Légiférer pour forcer les instances publiques et les autres donneurs d'ordres à payer plus rapidement les entrepreneurs? C'est une solution que mettent de l'avant de plus en plus d'associations du milieu de la construction.

En mai, le député Steven Del Duca, adjoint parlementaire du ministre ontarien des Finances, Charles Sousa, a déposé un projet de loi privé qui obligerait notamment les clients à effectuer régulièrement des paiements aux entrepreneurs. De plus, si elle était adoptée, la loi interdirait à un payeur de retenir des paiements à la fin des travaux, sauf pour la portion faisant l'objet de litiges. Le texte bénéficierait autant aux entrepreneurs qu'à leurs sous-traitants.

L'initiative, la première du genre au Canada, s'inspire de la Prompt Payment Act instaurée en 1982 par le gouvernement fédéral américain. La loi oblige Washington à payer ses fournisseurs dans les 30 jours, sans quoi des intérêts de retard doivent être versés. En 1988, la loi a été modifiée pour imposer les mêmes obligations aux entrepreneurs généraux à l'égard de leurs sous-traitants.

À l'exception du New Hampshire, tous les États américains ont adopté des lois similaires au fil des ans. Dans le tiers des États, la mesure ne s'applique pas qu'aux contrats publics, mais aussi à ceux conclus dans le secteur privé.

Un problème universel

Le problème des retards de paiement est universel. L'Union européenne, le Royaume-Uni, l'Australie et la Nouvelle-Zélande ont tous adopté des dispositions législatives dans le but de contrer le fléau.

Les membres de l'Union européenne (UE) avaient jusqu'en mars pour traduire dans leur législation la plus récente directive de Bruxelles, qui ne s'applique pas qu'au secteur de la construction, mais à toutes les industries. En France, le gouvernement a mis sur pied l'Observatoire des délais de paiement pour surveiller la situation. De 2000 à 2011, les délais clients sont passés de 54 à 44 jours en moyenne. L'entrée en vigueur d'une loi sur le paiement rapide, en 2009, n'a pas permis d'accélérer les progrès.

Au Québec?

Les acteurs de l'industrie québécoise de la construction suivent avec intérêt le cheminement du projet de loi ontarien, même s'ils sont conscients qu'une telle mesure ne réglerait pas tous les problèmes.

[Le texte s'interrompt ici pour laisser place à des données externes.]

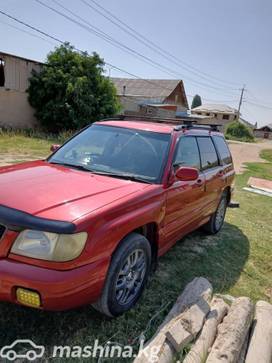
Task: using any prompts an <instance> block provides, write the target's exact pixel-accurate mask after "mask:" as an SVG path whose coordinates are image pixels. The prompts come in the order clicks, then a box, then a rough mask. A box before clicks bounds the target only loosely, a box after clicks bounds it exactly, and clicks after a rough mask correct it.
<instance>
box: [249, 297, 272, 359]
mask: <svg viewBox="0 0 272 363" xmlns="http://www.w3.org/2000/svg"><path fill="white" fill-rule="evenodd" d="M256 362H262V363H271V362H272V305H271V304H269V303H268V302H265V301H258V302H257V304H256V310H255V319H254V322H253V327H252V333H251V339H250V342H249V347H248V351H247V356H246V363H256Z"/></svg>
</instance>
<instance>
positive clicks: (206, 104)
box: [191, 103, 255, 129]
mask: <svg viewBox="0 0 272 363" xmlns="http://www.w3.org/2000/svg"><path fill="white" fill-rule="evenodd" d="M191 113H192V115H199V116H207V117H210V119H211V121H212V123H216V124H219V125H222V127H223V128H225V126H226V125H227V124H229V123H230V122H232V121H235V120H238V119H239V122H241V123H242V124H244V125H245V126H247V127H250V128H251V129H254V127H255V126H254V125H252V124H251V123H250V122H248V121H246V120H244V119H243V118H241V117H238V114H239V112H238V110H237V109H236V108H233V107H230V106H228V105H224V104H212V103H209V104H203V105H201V106H199V107H195V108H193V109H192V110H191Z"/></svg>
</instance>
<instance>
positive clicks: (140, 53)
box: [34, 0, 222, 90]
mask: <svg viewBox="0 0 272 363" xmlns="http://www.w3.org/2000/svg"><path fill="white" fill-rule="evenodd" d="M34 1H35V2H37V3H39V4H40V5H42V6H44V7H45V8H47V9H49V10H51V11H53V12H55V13H56V14H58V15H60V16H62V17H64V18H65V19H67V20H69V21H71V22H73V23H74V24H76V25H78V26H80V27H81V28H83V29H85V30H87V31H88V32H91V33H92V34H94V35H96V36H98V37H99V38H100V39H103V40H105V41H107V42H108V43H110V44H111V45H114V46H117V47H118V48H119V49H120V47H121V48H123V50H125V51H126V52H129V53H130V54H131V53H132V54H133V55H134V56H135V55H136V56H137V57H140V58H142V60H143V61H144V62H145V63H147V62H148V64H151V65H152V66H153V67H154V66H155V68H157V69H160V70H161V71H163V72H165V73H167V74H170V75H171V76H173V75H174V76H178V77H182V78H184V79H187V80H189V81H190V82H192V83H196V84H197V85H200V86H202V87H204V88H212V89H215V90H222V88H219V87H216V86H211V85H208V84H205V83H203V82H199V81H195V80H193V79H191V78H188V77H184V76H183V75H180V74H179V73H177V72H176V71H173V70H172V69H170V68H169V67H166V66H164V65H162V64H160V63H158V62H156V61H154V60H153V59H151V58H149V57H147V56H145V55H143V54H141V53H139V52H137V51H135V50H134V49H132V48H130V47H128V46H127V45H125V44H123V43H121V42H119V41H117V40H116V39H114V38H113V37H111V36H109V35H108V34H107V33H105V32H103V31H102V30H101V29H99V28H98V27H96V26H94V25H93V24H91V23H90V22H88V21H87V20H85V19H84V18H82V17H81V16H79V15H77V14H75V13H74V12H73V11H71V10H69V9H68V8H67V7H65V6H63V5H61V4H59V3H58V2H57V1H55V0H53V1H55V2H56V3H58V5H59V6H61V7H62V8H63V9H65V10H66V11H68V12H69V13H70V14H72V15H73V16H74V17H76V18H78V19H80V20H81V21H83V22H84V23H85V24H87V26H86V25H84V24H82V23H81V22H79V21H77V20H75V19H73V18H71V17H70V16H68V15H67V14H64V13H62V12H61V11H59V10H57V9H55V8H53V7H52V6H49V5H47V4H46V3H44V2H43V1H41V0H34Z"/></svg>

«L'idée, c'est que le principe du paiement rapide soit inscrit dans une loi pour que tout le monde puisse s'y référer, peu importe ce que les contrats peuvent dire», explique Steve Boulanger, de la Corporation des maîtres mécaniciens en tuyauterie du Québec.

Diverses associations de l'industrie ont mis sur pied un groupe de travail afin d'étudier la pertinence d'instaurer une loi sur le paiement rapide au Québec. Elles ont évoqué l'idée au cours d'une rencontre tenue en octobre avec des représentants du Conseil du Trésor.

Jean Auclair, porte-parole du Ministère, a confirmé dans un courriel qu'une loi figurait «parmi les diverses avenues à l'étude».

Mais avant d'aller de l'avant, le gouvernement veut documenter le problème en demandant aux donneurs d'ordres publics de préciser leurs façons de faire avec les entrepreneurs. Québec souhaite aussi recenser les mesures mises en place par d'autres gouvernements, a précisé M. Auclair.

Une éventuelle loi devrait vraisemblablement s'attaquer aux clauses dites de «paiement sur paiement», qui permettent aux entrepreneurs généraux de ne payer leurs sous-traitants et fournisseurs qu'après avoir eux-mêmes été payés par leurs clients. À plusieurs reprises ces dernières années, la Cour d'appel du Québec a confirmé la validité de ces clauses contractuelles.

Chose certaine, alors que plusieurs conservent un mauvais souvenir des controverses entourant les «extras», les entrepreneurs devront travailler dur pour convaincre les politiciens d'adopter une loi pour leur venir en aide.